A) Data set Description

The data set includes the percentage of protein intake from different types of food in countries around the world. The last couple of columns also includes counts of obesity and COVID-19 cases as percentages of the total population for comparison purposes. For my analysis I chose to focus on the variable AnimalProducts. We see that the mean protein intake via Animal Products accounts for 21.23% of their total protein intake. The minimum value is 4.46%, and the maximum 35.79%.

##    Min. 1st Qu.  Median    Mean 3rd Qu.    Max. 
##   4.456  14.461  21.853  21.232  28.299  35.786

2 Confidence Interval of the Mean of AnimalProducts

## Here we store the mean value of the variable AnimalProducts
apMean <- mean(protein$AnimalProducts)        
## Store sample size of variable
apN <- length(protein$AnimalProducts)         
## Store standard deviation of variable
apSD <- sd(protein$AnimalProducts)            
## compute standard error
apStandardError <- apSD / sqrt(apN)           
alpha = 0.05
degrees_of_freedom = apN - 1
t_score = qt(p=alpha/2, df=degrees_of_freedom,lower.tail=F)
margin_error <- t_score * apStandardError
##Calculating lower bound and upper bound
lower_bound <- apMean - margin_error
upper_bound <- apMean + margin_error
##Print the confidence interval
print(c(lower_bound,upper_bound))
## [1] 20.03275 22.43156

We see that the approximate 95% confidence interval for the mean value of the variable AnimalProducts is (20.03, 22.43).
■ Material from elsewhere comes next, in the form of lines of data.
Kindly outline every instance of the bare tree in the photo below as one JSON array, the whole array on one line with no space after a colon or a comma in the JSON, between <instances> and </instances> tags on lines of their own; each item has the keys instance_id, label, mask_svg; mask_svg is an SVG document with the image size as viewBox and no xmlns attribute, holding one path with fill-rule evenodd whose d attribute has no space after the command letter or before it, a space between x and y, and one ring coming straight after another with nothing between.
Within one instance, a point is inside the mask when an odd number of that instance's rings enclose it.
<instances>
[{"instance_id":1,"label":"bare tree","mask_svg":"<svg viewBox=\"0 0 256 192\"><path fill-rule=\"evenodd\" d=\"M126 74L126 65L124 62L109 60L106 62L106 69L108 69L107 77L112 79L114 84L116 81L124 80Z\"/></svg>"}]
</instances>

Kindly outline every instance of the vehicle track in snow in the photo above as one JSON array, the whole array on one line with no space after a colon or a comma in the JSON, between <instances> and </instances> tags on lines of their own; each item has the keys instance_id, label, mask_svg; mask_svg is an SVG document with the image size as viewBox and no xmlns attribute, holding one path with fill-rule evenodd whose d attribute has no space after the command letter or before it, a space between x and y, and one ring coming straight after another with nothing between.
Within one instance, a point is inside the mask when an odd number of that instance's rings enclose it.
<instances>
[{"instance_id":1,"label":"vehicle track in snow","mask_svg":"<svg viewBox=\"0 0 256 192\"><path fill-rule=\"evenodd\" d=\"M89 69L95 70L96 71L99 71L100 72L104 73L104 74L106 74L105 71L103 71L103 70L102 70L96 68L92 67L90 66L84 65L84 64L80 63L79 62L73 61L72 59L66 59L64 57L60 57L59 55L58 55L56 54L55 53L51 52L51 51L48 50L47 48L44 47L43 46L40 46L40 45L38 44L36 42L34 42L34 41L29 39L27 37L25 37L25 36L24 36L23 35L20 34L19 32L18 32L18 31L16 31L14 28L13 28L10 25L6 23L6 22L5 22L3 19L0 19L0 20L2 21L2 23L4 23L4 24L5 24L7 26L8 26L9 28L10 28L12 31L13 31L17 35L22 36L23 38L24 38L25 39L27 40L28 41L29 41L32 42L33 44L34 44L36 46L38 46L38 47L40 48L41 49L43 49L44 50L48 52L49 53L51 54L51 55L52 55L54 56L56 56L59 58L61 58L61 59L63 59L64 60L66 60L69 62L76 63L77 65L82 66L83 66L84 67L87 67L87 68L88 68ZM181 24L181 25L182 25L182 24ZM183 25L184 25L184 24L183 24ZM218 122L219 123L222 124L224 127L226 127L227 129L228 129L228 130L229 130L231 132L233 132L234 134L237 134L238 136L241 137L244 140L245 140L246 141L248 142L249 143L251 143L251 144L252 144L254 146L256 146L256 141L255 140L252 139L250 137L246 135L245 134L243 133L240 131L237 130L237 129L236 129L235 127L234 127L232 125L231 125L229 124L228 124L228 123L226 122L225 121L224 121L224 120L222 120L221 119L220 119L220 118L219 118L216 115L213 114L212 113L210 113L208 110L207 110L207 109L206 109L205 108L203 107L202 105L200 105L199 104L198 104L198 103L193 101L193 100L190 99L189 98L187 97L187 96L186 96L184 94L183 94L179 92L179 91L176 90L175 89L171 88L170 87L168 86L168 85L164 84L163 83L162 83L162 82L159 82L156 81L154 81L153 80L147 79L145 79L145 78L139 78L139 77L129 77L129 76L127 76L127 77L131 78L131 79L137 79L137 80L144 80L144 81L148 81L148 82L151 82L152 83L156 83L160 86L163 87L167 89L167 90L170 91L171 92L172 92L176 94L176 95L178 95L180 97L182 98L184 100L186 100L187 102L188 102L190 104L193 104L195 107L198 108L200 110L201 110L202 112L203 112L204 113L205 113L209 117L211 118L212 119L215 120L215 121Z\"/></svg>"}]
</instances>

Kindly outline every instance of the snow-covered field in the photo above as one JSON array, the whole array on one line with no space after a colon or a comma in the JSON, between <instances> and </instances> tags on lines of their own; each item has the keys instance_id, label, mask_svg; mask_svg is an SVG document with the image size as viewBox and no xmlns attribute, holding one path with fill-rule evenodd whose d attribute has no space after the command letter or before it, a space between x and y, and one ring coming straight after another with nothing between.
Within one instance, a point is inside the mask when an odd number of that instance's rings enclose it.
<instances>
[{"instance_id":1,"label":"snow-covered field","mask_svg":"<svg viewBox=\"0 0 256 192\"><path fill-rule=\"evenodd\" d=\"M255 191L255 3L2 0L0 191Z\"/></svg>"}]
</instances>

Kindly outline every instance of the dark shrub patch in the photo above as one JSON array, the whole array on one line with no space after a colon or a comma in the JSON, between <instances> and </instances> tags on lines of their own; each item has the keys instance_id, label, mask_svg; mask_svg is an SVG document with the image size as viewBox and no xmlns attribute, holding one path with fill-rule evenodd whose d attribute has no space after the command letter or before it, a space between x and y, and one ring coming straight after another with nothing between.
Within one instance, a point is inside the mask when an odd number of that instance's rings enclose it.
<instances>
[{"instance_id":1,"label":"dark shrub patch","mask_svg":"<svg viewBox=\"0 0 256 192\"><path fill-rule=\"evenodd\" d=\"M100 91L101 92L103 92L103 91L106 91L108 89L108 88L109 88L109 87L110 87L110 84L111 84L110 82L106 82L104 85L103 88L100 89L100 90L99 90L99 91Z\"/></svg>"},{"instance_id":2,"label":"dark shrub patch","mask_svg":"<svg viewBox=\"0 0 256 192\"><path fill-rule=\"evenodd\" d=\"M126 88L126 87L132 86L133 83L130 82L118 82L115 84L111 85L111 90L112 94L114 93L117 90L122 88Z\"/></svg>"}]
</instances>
3) Boostrap Confidence of the Mean of AnimalProducts

# we begin the bootstrap process with our dataset "protein", and 

sample.mean.vec = NULL      # define an empty vector to hold sample means of repeated samples.
for(i in 1:1000){           # starting for-loop to take repeated random samples with n = 81
  ith.sample = sample( protein$AnimalProducts,       # population of all WCU students heights
                       81,                      # sample size = 81 values in the sample
                       replace = FALSE          # sample without replacement
                 )                              # this is the i-th random sample
   sample.mean.vec[i] = mean(ith.sample)        # calculate the mean of i-th sample and save it in
                                                # the empty vector: sample.mean.vec 
}

original.sample = sample(protein$AnimalProducts,
                         81,
                         replace = FALSE
)

### Bootstrap sampling begins 
bt.sample.mean.vec = NULL      # define an empty vector to hold sample means of repeated samples.
for(i in 1:1000){              # starting for-loop to take bootstrap samples with n = 81
  ith.bt.sample = sample( original.sample,    # Original sample with 81 WCU students' heights
                       81,                    # sample size = 81 MUST be equal to the sample size!!
                       replace = TRUE         # MUST use WITH REPLACEMENT!!
                 )                            # this is the i-th Bootstrap sample
  bt.sample.mean.vec[i] = mean(ith.bt.sample) # calculate the mean of i-th bootstrap sample and 
                                              # save it in the empty vector: sample.bt.mean.vec 
}

## We construct a 95% two-sided bootstrap percentile confidence interval of the mean for the proportion of dietary protein that comes from AnimalProducts

CI = quantile(bt.sample.mean.vec, c(0.025, 0.975))
CI
##     2.5%    97.5% 
## 19.68046 22.88922

The bootstrap confidence interval method returns the confidence interval for mean of AnimalProducts (20.072, 23.447).

20.07198 23.44660

4) Histogram of the Bootstrap Sampling Distribution of the Sample Mean

hist(bt.sample.mean.vec,                                         # data used for histogram
     breaks = 14,                                                # specify number of vertical bars
     xlab = "Bootstrap sample means",                            # change the label of x-axis
     main="Bootstrap Sampling Distribution \n of Sample Means")   # add a title to the histogram

5) Compare and Contrast

The normal method for constructing confidence intervals gave us the interval (20.03, 22.43), while the bootstrap method gave us (20.072, 23.447). The two intervals have a similar lower boundary, while the bootstrap method has a larger upper bound. The bootstrap confidence interval practically represents the confidence interval of the mean of the variable AnimalProducts from a bootstrap sampling distribution. The bootstrap method is only useful insofar as the original sample has enough information to estimate the true population distribution. Using a repeated sample method when possible is always preferable to the bootstrap method, as the latter only provides an estimate of the true parameter. Based on the repeated sample approach, we can be 95% confident that the true mean of the sample lies somewhere between 20.03 and 22.43. The same can be said for the bootstrap confidence interval with the bootstrap values.